The young fae’s hand on his back, rubbing small circles of warmth over one of the many bruises he’d acquired from the heavy chain harness, didn’t assuage the aching in his gut but it did serve its own purpose, each completed circuit seeming to take just a little bit of the overwhelming tension with it. Gael found himself trying again, in vain, to recall anything in the gap of his memory from being chained to the tree, hands behind his back to waking up not chained to the tree and with his hands completely free. Then Ren asked if he had gone camping with Regan. The name that still stung bitterly on his tongue, not belonging in his mouth as though a curse he’d been forbidden from saying due to squandering it. When he tried to visualize what had happened, all he could think of was the sleeve of her stupid puffy white coat with the blood smeared on it. He thought about the way his reality came crashing down around him, about how horrible he must’ve looked, sounded, smelled to Felix.

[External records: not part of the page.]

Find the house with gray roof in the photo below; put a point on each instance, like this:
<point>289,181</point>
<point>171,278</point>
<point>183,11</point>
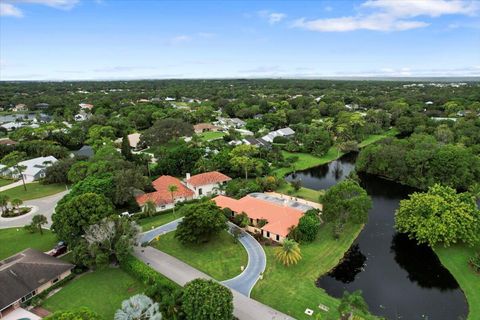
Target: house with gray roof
<point>26,274</point>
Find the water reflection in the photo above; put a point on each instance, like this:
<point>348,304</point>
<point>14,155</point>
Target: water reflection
<point>421,263</point>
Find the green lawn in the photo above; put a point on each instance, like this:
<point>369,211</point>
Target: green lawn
<point>292,289</point>
<point>156,221</point>
<point>34,190</point>
<point>304,193</point>
<point>211,135</point>
<point>455,259</point>
<point>307,161</point>
<point>4,182</point>
<point>13,241</point>
<point>102,291</point>
<point>220,258</point>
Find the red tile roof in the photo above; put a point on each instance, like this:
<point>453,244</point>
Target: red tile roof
<point>162,195</point>
<point>207,178</point>
<point>280,218</point>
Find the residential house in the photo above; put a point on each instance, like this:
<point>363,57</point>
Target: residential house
<point>284,132</point>
<point>268,215</point>
<point>133,140</point>
<point>206,184</point>
<point>27,274</point>
<point>34,169</point>
<point>20,107</point>
<point>193,187</point>
<point>205,127</point>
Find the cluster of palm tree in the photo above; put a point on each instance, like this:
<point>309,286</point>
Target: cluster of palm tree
<point>289,253</point>
<point>5,201</point>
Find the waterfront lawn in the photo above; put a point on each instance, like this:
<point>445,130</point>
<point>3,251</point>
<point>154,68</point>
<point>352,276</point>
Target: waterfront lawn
<point>455,259</point>
<point>159,220</point>
<point>211,135</point>
<point>304,193</point>
<point>102,291</point>
<point>34,190</point>
<point>292,289</point>
<point>5,182</point>
<point>14,241</point>
<point>221,257</point>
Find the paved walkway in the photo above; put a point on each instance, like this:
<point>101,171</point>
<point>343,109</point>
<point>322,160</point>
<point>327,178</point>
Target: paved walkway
<point>45,206</point>
<point>257,260</point>
<point>181,273</point>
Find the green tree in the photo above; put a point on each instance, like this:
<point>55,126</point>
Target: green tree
<point>289,253</point>
<point>201,222</point>
<point>38,221</point>
<point>346,202</point>
<point>206,300</point>
<point>82,313</point>
<point>440,215</point>
<point>138,307</point>
<point>72,217</point>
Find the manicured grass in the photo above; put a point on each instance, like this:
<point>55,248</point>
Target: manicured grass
<point>13,241</point>
<point>455,259</point>
<point>156,221</point>
<point>211,135</point>
<point>221,258</point>
<point>304,193</point>
<point>34,190</point>
<point>101,291</point>
<point>307,161</point>
<point>4,182</point>
<point>292,289</point>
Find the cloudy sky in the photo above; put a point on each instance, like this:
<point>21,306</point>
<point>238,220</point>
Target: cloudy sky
<point>113,39</point>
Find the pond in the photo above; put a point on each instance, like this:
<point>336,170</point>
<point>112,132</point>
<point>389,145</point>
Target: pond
<point>398,278</point>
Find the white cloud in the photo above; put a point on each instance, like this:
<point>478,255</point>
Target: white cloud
<point>271,17</point>
<point>388,15</point>
<point>9,10</point>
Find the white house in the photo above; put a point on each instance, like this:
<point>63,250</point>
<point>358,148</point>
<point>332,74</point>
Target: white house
<point>206,184</point>
<point>34,168</point>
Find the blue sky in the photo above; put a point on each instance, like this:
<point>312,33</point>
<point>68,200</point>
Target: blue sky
<point>107,39</point>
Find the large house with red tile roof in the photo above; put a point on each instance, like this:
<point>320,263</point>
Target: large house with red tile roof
<point>193,187</point>
<point>271,216</point>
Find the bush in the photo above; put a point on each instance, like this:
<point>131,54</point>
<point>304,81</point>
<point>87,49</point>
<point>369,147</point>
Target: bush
<point>207,299</point>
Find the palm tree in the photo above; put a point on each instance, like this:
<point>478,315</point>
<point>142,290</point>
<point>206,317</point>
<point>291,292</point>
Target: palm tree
<point>16,203</point>
<point>37,221</point>
<point>172,189</point>
<point>149,208</point>
<point>4,202</point>
<point>289,253</point>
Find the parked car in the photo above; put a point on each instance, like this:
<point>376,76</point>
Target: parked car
<point>59,249</point>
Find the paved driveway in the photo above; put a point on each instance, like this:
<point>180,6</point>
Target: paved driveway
<point>181,273</point>
<point>45,206</point>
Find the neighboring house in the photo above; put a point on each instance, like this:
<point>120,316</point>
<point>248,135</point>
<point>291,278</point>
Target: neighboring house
<point>86,106</point>
<point>27,274</point>
<point>270,216</point>
<point>10,126</point>
<point>193,187</point>
<point>205,127</point>
<point>19,108</point>
<point>284,132</point>
<point>162,197</point>
<point>34,168</point>
<point>84,152</point>
<point>133,140</point>
<point>7,142</point>
<point>206,184</point>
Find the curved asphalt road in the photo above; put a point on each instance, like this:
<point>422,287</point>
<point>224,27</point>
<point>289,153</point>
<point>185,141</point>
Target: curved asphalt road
<point>257,260</point>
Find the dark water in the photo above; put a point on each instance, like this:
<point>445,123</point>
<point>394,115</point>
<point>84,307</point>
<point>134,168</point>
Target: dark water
<point>399,279</point>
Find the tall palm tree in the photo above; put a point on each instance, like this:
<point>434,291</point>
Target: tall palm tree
<point>172,189</point>
<point>149,208</point>
<point>289,253</point>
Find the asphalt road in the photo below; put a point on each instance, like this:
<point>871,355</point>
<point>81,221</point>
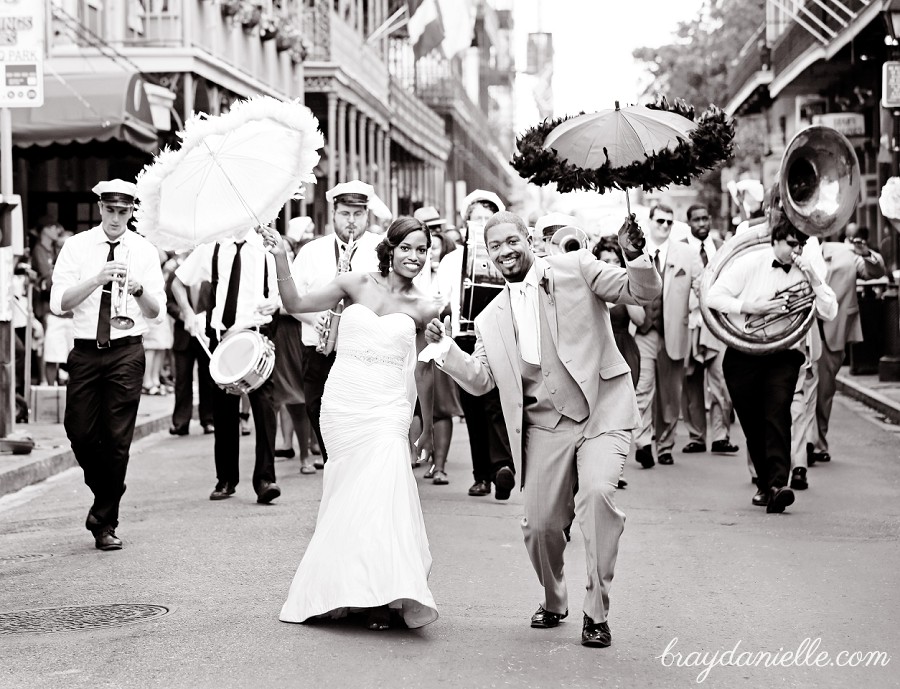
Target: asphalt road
<point>700,571</point>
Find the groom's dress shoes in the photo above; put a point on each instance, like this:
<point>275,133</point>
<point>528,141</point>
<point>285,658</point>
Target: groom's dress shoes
<point>544,619</point>
<point>504,482</point>
<point>105,539</point>
<point>595,634</point>
<point>480,488</point>
<point>644,456</point>
<point>222,491</point>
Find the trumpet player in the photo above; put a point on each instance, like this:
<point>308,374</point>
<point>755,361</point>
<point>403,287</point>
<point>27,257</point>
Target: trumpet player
<point>762,385</point>
<point>107,277</point>
<point>315,266</point>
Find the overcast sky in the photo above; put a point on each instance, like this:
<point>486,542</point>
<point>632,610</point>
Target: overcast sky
<point>593,42</point>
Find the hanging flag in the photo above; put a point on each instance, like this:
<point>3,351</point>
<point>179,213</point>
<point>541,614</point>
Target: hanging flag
<point>426,30</point>
<point>445,24</point>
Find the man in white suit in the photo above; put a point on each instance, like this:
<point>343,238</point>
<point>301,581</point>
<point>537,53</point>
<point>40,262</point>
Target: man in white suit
<point>663,342</point>
<point>545,342</point>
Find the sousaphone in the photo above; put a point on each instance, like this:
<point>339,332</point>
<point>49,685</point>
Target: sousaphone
<point>819,185</point>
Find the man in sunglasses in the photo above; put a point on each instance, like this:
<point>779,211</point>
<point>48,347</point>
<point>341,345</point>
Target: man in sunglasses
<point>762,385</point>
<point>703,367</point>
<point>663,341</point>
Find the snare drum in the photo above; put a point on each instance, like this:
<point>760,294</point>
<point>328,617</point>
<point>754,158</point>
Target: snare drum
<point>242,362</point>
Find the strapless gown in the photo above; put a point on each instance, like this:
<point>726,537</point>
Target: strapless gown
<point>369,547</point>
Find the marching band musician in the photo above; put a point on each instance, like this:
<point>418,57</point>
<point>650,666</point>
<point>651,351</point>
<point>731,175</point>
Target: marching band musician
<point>315,266</point>
<point>244,294</point>
<point>100,274</point>
<point>488,443</point>
<point>762,385</point>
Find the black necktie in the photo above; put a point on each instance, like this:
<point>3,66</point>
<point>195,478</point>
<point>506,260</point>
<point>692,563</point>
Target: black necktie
<point>106,302</point>
<point>234,282</point>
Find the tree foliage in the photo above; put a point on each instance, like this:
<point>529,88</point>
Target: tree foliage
<point>697,64</point>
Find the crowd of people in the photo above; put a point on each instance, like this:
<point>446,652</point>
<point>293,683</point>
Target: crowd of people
<point>562,354</point>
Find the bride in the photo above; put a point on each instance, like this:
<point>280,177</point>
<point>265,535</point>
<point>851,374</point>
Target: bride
<point>369,550</point>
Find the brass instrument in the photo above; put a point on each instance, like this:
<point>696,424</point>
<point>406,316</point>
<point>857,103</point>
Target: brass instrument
<point>328,336</point>
<point>120,320</point>
<point>819,185</point>
<point>567,239</point>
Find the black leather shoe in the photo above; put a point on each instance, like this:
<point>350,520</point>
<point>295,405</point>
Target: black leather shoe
<point>724,446</point>
<point>779,498</point>
<point>504,482</point>
<point>267,492</point>
<point>105,539</point>
<point>644,456</point>
<point>798,479</point>
<point>222,491</point>
<point>595,634</point>
<point>544,619</point>
<point>480,488</point>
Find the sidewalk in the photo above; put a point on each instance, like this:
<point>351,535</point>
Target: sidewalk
<point>882,397</point>
<point>52,453</point>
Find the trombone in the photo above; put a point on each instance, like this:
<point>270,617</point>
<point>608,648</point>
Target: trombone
<point>120,320</point>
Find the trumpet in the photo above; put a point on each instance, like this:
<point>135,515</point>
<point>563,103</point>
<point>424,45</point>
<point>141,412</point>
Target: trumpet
<point>328,336</point>
<point>120,320</point>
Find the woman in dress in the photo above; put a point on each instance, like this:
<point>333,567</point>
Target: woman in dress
<point>369,550</point>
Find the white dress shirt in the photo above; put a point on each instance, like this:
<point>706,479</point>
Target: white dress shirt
<point>708,245</point>
<point>523,297</point>
<point>197,268</point>
<point>752,277</point>
<point>83,256</point>
<point>316,265</point>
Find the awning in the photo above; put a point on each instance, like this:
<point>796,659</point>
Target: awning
<point>79,108</point>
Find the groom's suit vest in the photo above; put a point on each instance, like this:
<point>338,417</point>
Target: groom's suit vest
<point>550,391</point>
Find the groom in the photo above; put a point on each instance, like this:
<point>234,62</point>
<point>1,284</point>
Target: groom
<point>546,343</point>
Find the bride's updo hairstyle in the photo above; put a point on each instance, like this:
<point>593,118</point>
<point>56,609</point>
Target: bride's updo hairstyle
<point>395,234</point>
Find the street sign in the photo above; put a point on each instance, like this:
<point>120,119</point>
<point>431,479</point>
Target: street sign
<point>21,53</point>
<point>890,84</point>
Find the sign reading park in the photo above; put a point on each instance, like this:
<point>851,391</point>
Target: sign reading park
<point>21,53</point>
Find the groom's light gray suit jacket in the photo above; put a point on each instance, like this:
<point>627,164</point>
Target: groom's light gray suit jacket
<point>573,293</point>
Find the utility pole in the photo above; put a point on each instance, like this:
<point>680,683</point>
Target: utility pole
<point>22,45</point>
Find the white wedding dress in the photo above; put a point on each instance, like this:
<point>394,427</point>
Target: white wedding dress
<point>369,547</point>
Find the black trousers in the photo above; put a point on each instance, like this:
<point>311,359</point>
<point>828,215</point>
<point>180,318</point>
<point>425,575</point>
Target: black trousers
<point>226,417</point>
<point>761,389</point>
<point>102,400</point>
<point>316,367</point>
<point>488,439</point>
<point>184,382</point>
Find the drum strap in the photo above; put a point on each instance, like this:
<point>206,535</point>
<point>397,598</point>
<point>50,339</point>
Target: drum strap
<point>215,286</point>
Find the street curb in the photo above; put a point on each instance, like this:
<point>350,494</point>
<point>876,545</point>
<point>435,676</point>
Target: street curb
<point>884,405</point>
<point>57,462</point>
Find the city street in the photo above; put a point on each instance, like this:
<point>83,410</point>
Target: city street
<point>700,571</point>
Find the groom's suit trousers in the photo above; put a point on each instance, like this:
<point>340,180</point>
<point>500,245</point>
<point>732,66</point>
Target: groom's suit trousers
<point>557,456</point>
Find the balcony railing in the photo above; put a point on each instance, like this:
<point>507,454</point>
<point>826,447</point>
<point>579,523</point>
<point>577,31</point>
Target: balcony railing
<point>174,24</point>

He thought about how Regan’s last moments of life must’ve been full of… Gael didn’t even know. Betrayal? Disappointment? Fear? Before he– Or the thing inside him– His stomach tying itself into knots, Gael pressed the heels of his hands into his eye sockets once more as though by physically blocking out the light, it would take the negative memories - all he had left of her - with it. “Yeah.” He admitted quietly and with that utterance, he felt another stab of guilt in his chest all over again, a cycle of perpetuated misery, an ouroboros of profound grief that he wasn’t sure how to break out of. 
“But–” All at once the excitement burst, it wasn’t often Ren had good news to deliver. “But Gael, she is very much alive!” The nymph practically bounced to her feet. A great smile lit up her face despite the fact that so much concern still radiated off the girl. Her eyes darted frantically around as if she couldn’t quite decide where to place them. “You– You could not have hurt her because she has sent the privateer message to me!” Energy bounced around inside the bug, and her limbs responded in kind. First finding his shoulders for a second to squeeze, then her bag for a second before remembering that her phone died after her third day in the woods. 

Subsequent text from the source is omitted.